Final project of Information retrieval course.
TPNT is a Tag cloud generator that extracts hot keywords from Twitter page of a major Persian news agency in the fields of Economics and Socials for each month in a year.
GetOldTweets-java v1.2.0
Lucene 7.2.1
- Tasnim News(@TasnimNews_Fa)
This project has to main steps.
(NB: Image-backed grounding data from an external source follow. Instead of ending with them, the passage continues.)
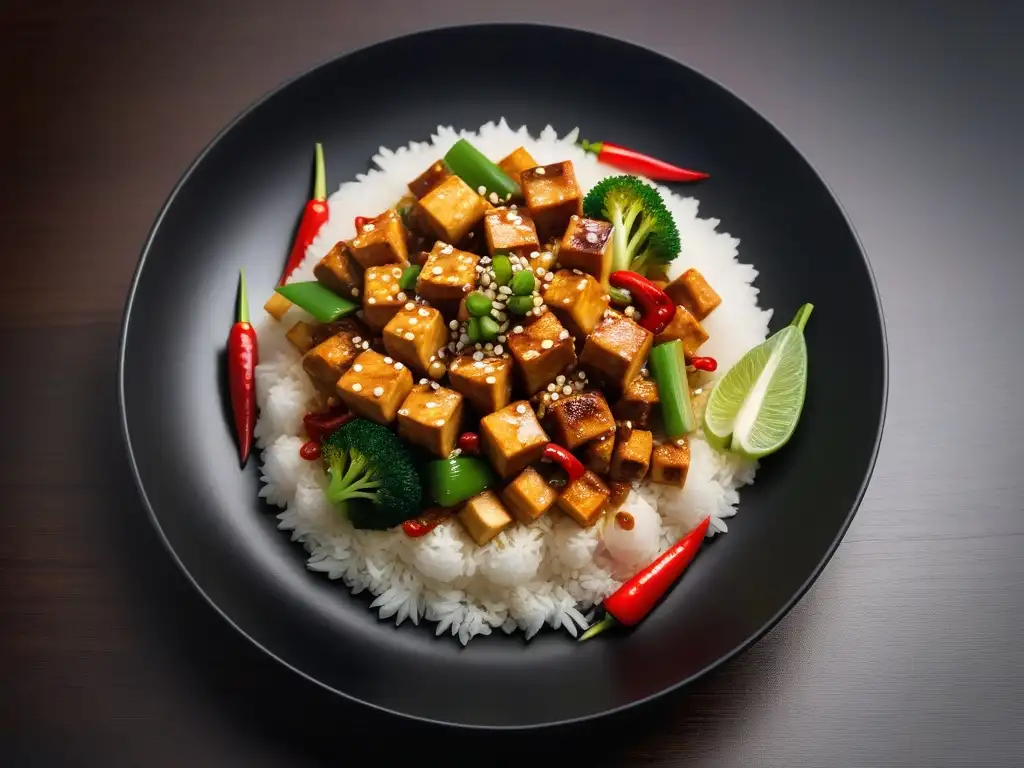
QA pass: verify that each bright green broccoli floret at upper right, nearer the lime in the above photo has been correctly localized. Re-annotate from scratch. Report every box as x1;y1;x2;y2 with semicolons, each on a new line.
583;176;679;274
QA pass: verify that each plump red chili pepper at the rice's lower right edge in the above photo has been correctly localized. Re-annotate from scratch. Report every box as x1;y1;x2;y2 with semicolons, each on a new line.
580;517;711;641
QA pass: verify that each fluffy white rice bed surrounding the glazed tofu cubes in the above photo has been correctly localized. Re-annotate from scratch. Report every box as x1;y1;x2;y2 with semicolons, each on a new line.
254;120;771;644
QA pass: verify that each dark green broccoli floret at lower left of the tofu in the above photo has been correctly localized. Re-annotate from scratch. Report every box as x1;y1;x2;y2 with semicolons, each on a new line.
322;419;423;529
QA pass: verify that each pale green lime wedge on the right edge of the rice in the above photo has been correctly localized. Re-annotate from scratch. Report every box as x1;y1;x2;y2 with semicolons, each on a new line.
705;304;814;459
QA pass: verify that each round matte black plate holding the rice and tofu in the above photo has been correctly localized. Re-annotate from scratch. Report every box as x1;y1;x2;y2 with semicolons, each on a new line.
120;26;886;727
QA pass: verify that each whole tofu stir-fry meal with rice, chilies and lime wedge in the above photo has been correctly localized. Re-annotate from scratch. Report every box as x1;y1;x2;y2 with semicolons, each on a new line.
245;122;810;643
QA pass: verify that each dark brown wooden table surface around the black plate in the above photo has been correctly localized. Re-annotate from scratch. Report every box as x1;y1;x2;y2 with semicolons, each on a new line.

First, twitts are stored in a csv
file with the help of Crawler
class. this class needs some options to work properly:
Flag | Desc | Requisition |
---|---|---|
-i |
The Id of twitter page | required |
-s |
Start date of extraction, format: YYY-MM-DD |
required |
-e |
End date of extraction, format: YYY-MM-DD |
no |
-m |
Limitation in the number of retrieved twitts | no |
-p |
Path of csv file | no |
-n |
Name of csv file | no |
An example for retrieving twitts from (@TasnimNews_Fa) starting from 2018-06-01 to 2018-07-01 in $PWD/result/
path:
java -cp ProjectNews.jar ir.ac.um.ce.projectnews.crawler.Crawler -i Tasnimnews_Fa -s 2018-06-01 -e 2018-07-01 -p result/
The next step is indexing docs. After removing stop-words from docs we use Searcher
and Classifier
classes plus a Bag of word to create some queries to estimate the correlation of each doc with context. Finally, we use the most corrolated words to generate a tag clud.